「B-CASカードの転売防止策を講じないと,地上デジタル放送やBSデジタル放送におけるコンテンツ保護の仕組みが無意味になる」──。2007年8月22日に開かれた総務省の「デジタル・コンテンツの流通の促進等に関する検討委員会」の第22回会合で,権利者団体関係のメンバーはこのように発言し,地上デジタル放送などのスクランブルを解除するB-CASカードがインターネットオークションで流通している現状に警鐘を鳴らした。

 B-CASカードの発行や運用を手がけるビーエス・コンディショナルアクセスシステムズ(B-CAS)は,地上デジタル放送とBSデジタル放送のコンテンツ保護技術に対応したテレビ受像機を製造する受信機メーカーに,このカードを配布している。コピー制御信号に反応しない放送受信機である「無反応機」を受信機メーカーが取り扱う場合は,B-CASカードを配布しない。このため録画機能を搭載した無反応機をユーザーが購入してもスクランブルを解除できないため,地上デジタル放送やBSデジタル放送の番組を正常な状態で録画できない。B-CASカードの配布先を限定することによって,無反応機による放送番組の不正コピーを防いでいる。

 ところがネットオークションなどでB-CASカードを入手すれば無反応機を使って現行の地上デジタル放送とBSデジタル放送のコンテンツ保護方式で決められた制限を超えて放送番組をコピーすることが可能になる。このため一部の権利者団体の関係者は,B-CASカードの転売に神経をとがらせている。

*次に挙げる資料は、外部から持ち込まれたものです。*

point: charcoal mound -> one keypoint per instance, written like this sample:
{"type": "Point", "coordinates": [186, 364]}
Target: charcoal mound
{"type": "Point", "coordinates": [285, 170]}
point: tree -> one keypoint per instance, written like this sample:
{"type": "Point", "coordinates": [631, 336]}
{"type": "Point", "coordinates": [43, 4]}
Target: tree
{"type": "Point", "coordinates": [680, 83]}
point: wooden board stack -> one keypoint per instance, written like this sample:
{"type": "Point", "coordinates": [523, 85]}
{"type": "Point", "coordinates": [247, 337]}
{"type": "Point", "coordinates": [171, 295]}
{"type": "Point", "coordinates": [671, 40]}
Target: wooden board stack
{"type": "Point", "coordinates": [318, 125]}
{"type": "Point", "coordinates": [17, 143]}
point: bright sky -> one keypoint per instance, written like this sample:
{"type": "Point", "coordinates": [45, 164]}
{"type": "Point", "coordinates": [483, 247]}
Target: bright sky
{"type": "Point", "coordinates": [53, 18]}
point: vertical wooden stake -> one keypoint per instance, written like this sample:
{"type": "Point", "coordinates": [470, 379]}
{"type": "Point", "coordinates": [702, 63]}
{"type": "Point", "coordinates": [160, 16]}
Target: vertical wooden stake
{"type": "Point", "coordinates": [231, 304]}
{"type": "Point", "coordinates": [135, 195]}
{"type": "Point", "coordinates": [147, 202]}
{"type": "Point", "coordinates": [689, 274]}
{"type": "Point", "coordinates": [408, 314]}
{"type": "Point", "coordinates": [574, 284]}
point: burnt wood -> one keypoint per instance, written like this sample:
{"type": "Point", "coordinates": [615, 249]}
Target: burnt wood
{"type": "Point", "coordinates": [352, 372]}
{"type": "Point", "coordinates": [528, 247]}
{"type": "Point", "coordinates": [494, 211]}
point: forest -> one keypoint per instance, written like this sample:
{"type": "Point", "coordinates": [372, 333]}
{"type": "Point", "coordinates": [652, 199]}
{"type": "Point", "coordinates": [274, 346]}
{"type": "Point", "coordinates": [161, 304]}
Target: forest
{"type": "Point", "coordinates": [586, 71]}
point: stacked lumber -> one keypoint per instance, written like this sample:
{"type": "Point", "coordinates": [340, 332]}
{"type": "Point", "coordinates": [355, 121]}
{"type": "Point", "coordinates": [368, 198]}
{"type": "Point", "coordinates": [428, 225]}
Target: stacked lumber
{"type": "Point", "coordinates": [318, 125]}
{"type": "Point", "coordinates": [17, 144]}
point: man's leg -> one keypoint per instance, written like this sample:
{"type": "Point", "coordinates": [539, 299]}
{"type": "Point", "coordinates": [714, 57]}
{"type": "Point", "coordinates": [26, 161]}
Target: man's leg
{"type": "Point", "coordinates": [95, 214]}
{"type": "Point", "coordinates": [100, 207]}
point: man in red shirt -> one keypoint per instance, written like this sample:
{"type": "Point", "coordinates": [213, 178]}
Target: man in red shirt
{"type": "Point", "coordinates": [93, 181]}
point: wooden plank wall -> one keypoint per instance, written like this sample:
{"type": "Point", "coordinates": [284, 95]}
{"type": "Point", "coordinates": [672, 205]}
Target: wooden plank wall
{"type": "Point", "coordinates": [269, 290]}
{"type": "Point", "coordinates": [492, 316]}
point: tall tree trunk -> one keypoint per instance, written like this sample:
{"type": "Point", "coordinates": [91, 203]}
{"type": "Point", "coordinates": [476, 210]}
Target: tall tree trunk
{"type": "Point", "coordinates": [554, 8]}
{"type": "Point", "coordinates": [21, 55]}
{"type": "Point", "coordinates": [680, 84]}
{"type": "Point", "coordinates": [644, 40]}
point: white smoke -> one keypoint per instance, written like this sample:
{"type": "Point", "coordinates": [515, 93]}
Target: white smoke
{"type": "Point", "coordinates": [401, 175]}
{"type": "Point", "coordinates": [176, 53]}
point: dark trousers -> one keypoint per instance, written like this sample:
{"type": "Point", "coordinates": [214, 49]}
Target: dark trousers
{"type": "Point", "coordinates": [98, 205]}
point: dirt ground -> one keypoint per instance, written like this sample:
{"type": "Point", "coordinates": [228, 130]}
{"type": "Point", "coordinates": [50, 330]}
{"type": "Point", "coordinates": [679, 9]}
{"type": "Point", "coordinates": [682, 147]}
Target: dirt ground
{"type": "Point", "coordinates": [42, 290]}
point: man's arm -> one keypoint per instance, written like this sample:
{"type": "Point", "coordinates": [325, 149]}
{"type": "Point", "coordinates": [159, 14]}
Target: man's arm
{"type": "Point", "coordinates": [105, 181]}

 さらに権利者団体は,デジタルテレビなどのユーザーを装えばB-CASからカードを入手できる現状も問題視している。B-CASは所有者がカードを紛失した場合,再発行するようにしている。所有者が意識的に再発行の申請を何度も行って,B-CASカードを他人に譲渡することが可能だ。この仕組みを悪用すれば,無反応機を取り扱うメーカーがB-CASカードを必要な数だけ調達して,無反応機とセットで売り出すといったことも可能になる。

 現時点では,無反応機は日本で流通していないもようである。コンテンツ流通委員会でB-CASカードの転売に関して発言した権利者団体の関係者も,「無反応機が開発されたという話は聞いていない」という。とはいえ近い将来,ケーブルテレビ(CATV)向けの違法チューナーを取り扱う家電メーカーなどが無反応機の開発に触手を伸ばす恐れがある。このため権利者団体の関係者は,悪意のある事業者へのB-CASカードの発行を防ぐ仕組みを早急に構築する必要があると考えているようだ。